Autre fait allant dans le sens de notre hypothèse : le Southfarthing est également la région dans laquelle nos petits amis cultivent leur herbe à pipe. Or, le tabac (les analyses du génome de l’herbe à pipe on montré que les deux plantes ont un ancêtre commun), depuis le XVIIème siècle, est cultivé en France essentiellement sur les rives du Lot et de la Garonne, régions produisant le Cahors et le Madiran… Et d’ailleurs Merry et Pippin, dans la reconstitution historique rigoureusement exacte de Peter Jackson, traversent des champs de maïs, plante importée à peu près à la même époque dans le Sud-Ouest.
Le retour du Roi
Revenons à notre herbe à pipe, sachant qu’elle ne pousse pas naturellement dans la Comté, d’après l’auteur, mais qu’elle se trouve à l’état naturel en Gondor et plus au sud, on peut estimer que les héritiers de Numénor ont su choisir des terres pouvant accueillir la vigne.
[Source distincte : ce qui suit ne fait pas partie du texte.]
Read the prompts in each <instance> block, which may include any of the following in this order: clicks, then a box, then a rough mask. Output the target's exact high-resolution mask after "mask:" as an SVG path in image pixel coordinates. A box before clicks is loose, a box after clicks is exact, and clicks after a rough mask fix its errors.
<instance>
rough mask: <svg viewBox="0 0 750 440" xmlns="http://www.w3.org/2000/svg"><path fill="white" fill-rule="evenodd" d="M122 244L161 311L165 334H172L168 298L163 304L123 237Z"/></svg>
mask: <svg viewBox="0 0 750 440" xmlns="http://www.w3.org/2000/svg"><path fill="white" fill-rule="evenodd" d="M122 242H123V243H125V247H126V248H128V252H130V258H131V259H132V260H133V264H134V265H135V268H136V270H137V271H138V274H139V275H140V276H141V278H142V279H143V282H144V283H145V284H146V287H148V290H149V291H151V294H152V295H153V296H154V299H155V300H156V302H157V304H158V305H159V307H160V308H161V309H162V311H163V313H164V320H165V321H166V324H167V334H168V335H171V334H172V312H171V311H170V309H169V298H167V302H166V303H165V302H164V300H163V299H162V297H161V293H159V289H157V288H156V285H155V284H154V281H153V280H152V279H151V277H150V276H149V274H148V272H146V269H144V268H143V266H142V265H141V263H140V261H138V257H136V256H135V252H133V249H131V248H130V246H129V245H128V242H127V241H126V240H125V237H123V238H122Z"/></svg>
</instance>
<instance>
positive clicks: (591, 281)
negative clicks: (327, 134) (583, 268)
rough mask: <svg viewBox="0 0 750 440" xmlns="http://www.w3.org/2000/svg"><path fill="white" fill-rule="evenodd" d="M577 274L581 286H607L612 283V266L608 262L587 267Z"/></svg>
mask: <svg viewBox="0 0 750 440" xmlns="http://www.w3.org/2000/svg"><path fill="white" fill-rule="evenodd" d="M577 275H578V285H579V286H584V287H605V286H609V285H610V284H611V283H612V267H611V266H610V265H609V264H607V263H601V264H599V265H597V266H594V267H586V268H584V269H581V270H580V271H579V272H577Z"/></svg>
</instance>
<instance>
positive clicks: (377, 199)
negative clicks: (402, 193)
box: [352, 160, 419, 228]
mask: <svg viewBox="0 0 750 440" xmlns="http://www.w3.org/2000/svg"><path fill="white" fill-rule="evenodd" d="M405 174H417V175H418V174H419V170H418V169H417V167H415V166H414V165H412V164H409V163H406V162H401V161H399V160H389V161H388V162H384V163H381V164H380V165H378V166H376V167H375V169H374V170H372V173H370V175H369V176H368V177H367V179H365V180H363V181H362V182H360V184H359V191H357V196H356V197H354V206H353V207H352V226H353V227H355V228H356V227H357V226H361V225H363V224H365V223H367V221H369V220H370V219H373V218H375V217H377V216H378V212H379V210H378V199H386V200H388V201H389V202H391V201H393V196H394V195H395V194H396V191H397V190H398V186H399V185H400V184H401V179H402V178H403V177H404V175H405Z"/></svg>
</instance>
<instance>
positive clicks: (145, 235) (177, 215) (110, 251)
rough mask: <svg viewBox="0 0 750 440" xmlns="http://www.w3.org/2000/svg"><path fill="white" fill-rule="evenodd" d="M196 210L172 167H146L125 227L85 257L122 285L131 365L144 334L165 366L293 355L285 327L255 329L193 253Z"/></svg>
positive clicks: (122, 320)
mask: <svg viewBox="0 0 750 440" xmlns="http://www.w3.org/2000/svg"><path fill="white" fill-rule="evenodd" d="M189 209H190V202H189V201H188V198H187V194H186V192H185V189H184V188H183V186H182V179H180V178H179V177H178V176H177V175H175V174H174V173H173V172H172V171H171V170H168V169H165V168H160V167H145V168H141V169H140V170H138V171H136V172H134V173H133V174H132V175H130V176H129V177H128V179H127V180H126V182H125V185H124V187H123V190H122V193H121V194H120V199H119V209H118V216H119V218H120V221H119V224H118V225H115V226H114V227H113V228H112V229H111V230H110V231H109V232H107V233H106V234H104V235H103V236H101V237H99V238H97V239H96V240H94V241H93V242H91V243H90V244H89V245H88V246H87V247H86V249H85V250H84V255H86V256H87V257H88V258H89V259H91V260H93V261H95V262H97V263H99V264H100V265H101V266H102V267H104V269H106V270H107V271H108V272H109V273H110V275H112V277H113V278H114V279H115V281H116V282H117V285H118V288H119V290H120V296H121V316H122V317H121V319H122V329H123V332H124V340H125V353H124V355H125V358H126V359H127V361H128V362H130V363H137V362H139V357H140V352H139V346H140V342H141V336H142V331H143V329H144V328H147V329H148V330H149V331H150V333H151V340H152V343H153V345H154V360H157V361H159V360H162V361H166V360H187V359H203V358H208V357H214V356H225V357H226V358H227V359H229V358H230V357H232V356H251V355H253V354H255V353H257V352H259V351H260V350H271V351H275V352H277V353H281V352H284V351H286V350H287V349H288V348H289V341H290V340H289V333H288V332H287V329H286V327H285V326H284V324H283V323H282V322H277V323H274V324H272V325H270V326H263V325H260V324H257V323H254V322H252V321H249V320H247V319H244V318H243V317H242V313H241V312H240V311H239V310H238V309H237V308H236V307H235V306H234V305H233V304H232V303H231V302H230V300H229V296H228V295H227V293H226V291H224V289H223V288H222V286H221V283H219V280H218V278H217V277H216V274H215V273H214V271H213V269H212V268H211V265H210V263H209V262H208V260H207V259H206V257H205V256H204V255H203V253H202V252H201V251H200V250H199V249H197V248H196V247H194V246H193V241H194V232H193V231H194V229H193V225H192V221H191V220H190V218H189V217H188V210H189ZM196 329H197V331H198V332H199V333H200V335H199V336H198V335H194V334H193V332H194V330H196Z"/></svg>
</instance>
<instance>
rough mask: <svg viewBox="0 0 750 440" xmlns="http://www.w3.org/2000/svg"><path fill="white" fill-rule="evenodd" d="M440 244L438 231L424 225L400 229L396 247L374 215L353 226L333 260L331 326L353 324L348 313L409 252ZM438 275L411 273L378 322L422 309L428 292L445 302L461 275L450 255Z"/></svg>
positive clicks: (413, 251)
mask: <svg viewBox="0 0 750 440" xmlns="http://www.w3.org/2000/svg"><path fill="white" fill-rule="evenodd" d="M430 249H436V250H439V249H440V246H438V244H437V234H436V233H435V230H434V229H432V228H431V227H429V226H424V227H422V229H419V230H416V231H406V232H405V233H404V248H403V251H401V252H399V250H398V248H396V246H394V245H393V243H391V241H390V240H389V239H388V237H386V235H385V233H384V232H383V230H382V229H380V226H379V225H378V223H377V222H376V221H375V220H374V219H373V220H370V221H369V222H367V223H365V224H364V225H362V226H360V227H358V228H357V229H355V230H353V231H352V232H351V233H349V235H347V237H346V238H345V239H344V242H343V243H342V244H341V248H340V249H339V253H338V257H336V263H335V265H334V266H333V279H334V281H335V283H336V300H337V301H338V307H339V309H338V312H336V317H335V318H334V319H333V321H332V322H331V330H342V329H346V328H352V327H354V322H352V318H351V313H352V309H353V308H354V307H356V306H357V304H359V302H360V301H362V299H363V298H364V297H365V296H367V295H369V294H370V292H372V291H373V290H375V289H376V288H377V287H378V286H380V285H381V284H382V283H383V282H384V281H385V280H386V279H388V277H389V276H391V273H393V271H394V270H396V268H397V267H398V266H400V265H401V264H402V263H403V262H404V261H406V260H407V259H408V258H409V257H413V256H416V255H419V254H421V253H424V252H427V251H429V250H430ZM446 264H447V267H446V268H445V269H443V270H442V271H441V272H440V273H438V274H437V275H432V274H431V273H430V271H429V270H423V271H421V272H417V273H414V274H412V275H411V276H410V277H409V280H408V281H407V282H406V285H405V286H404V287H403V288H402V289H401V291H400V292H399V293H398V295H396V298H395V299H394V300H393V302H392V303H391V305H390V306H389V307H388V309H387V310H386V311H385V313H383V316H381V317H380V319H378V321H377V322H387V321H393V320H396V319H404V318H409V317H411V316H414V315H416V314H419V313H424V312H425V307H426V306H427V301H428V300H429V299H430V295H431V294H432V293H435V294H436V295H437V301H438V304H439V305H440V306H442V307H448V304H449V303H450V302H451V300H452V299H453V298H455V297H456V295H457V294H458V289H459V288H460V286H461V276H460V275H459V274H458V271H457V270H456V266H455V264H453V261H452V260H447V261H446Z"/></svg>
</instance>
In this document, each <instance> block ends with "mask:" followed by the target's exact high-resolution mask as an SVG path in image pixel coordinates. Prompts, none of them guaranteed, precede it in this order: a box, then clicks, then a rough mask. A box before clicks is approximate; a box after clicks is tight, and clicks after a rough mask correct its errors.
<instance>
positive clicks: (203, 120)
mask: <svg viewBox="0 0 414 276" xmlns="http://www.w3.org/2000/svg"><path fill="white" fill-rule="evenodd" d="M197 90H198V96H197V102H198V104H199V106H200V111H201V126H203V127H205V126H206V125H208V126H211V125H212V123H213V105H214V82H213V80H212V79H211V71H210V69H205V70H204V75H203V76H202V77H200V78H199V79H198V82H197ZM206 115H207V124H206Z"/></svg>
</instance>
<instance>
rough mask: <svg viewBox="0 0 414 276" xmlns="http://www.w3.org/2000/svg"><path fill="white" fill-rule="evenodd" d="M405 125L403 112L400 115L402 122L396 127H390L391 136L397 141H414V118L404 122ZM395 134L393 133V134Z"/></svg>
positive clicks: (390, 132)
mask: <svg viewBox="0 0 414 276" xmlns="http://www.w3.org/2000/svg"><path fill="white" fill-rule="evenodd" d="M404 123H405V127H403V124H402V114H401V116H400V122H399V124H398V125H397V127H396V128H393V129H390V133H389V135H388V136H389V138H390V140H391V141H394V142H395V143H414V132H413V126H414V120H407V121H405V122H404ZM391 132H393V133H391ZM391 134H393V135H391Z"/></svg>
D’ailleurs, l’essentiel du climat gondoréen, au moins sur la côte, se rapproche de notre climat méditerranéen, favorable à la culture de la vigne… D’après les vestiges architecturaux des cités gondoréennes connues telles la blanche Minas Tirith ou le port marchand de Pelargir, et la maîtrise avérée des héritiers de Numénor de la mer au troisième âge, nous pouvons presque certainement envisager que l’Intendant du Gondor, qui cela étant ne sait absolument pas se tenir à table, se fait servir un vin de vernaccia (malvoisie italienne, cépage proche du grenache Espagnol). C’était très certainement un cru proche de ceux de Cinqueterre, vignobles italiens escarpés de la côte ligure, réputés lorsque Venise dominait le commerce méditerranéen : des vins riches et concentrés, car produits majoritairement à partir de raisins secs… Malheureusement, nous manquons encore de données sur la viticulture gondoréenne du troisième âge pour connaître les différents crus avec précision.
La pauvreté des ressources bibliographiques sur le sujet, la place prépondérante donnée à certains auteurs (de quel droit JRR Tolkien c’est-il approprié le sujet ?), le manque de distance critique sur ce qui fait pourtant partie de l’histoire des peuples anciens, sont des limites à notre investigation ; mais gageons que les récentes découvertes archéologiques qui permettent de situer avec certitude la Terre du Milieu en Nouvelle-Zélande nous permettront d’affiner, à l’avenir, notre connaissance des vins de ces contrées oubliées…
Par ailleurs, pour une histoire édifiante du vin, n’hésitez pas à lire l’indispensable ouvrage d’Hugh Johnson : « Une histoire mondiale du vin de l’Antiquité à nos jours ». Les recherches de références au vin dans les ouvrages de Tolkien sont faite grâce à Google Book, nous serons preneurs de toute information ayant pu échapper à notre sagacité avinée.